The next technical focus is the minor pivot at $59.60—how traders respond here will shape near-term direction. Bulls may attempt to defend this level to carve out a higher low, while bears are targeting deeper support levels at $55.30 and $54.48 to force out weaker long positions.
U.S.-Iran Nuclear Deal Expectations Weigh on Sentiment
Market pressure intensified after comments from both U.S. and Iranian officials signaled progress toward a nuclear agreement that could ease sanctions on Iranian crude exports.
President Trump noted the U.S. was “very close” to a deal, while Iranian sources indicated willingness to negotiate in exchange for sanctions relief. Traders are factoring in the potential return of sanctioned Iranian barrels to an already fragile supply-demand balance.

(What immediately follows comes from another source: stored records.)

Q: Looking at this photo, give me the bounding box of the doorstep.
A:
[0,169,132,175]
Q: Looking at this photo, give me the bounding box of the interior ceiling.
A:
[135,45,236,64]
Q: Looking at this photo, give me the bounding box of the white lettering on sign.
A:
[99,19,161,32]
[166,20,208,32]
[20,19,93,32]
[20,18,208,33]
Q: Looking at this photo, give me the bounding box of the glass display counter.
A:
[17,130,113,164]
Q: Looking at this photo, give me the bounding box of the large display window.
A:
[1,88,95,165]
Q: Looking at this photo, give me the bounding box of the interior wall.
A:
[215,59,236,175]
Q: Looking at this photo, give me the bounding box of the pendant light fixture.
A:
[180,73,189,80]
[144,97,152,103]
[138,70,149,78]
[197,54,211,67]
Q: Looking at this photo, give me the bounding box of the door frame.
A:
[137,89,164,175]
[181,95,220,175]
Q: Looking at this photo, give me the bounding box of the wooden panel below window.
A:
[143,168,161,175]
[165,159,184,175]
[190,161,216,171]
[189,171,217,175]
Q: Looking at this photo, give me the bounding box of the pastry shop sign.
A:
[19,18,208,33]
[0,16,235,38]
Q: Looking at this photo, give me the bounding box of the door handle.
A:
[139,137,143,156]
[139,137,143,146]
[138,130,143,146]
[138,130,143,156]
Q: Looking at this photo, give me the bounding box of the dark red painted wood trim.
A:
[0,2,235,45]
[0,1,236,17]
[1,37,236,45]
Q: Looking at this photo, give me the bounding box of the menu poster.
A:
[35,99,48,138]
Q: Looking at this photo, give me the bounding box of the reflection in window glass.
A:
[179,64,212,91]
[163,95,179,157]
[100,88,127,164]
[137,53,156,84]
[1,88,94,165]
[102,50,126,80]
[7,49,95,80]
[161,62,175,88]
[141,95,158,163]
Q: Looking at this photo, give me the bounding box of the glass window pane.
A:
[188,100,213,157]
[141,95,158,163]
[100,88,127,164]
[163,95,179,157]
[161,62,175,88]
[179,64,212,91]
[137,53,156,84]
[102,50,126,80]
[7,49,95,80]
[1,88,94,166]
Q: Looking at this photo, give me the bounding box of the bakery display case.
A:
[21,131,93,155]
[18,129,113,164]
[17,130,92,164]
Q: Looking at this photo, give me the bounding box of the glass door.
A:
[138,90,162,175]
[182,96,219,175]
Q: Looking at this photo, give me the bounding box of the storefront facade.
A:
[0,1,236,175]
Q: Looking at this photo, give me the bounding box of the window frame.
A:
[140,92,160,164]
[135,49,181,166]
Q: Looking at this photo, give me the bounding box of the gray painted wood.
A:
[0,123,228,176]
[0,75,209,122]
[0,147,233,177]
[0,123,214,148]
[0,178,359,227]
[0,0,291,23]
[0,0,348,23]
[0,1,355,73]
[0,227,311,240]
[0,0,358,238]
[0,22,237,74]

EIA Inventory Data Surprises to the Upside
Compounding bearish sentiment, the latest Energy Information Administration (EIA) report showed U.S. crude stockpiles rose by 3.5 million barrels last week, a sharp contrast to expectations for a 1.1 million-barrel draw.
Total inventories now stand at 441.8 million barrels, signaling weakening demand or stronger-than-anticipated supply flows. The inventory build was another catalyst that accelerated Thursday’s sell-off, according to PVM Oil analyst John Evans.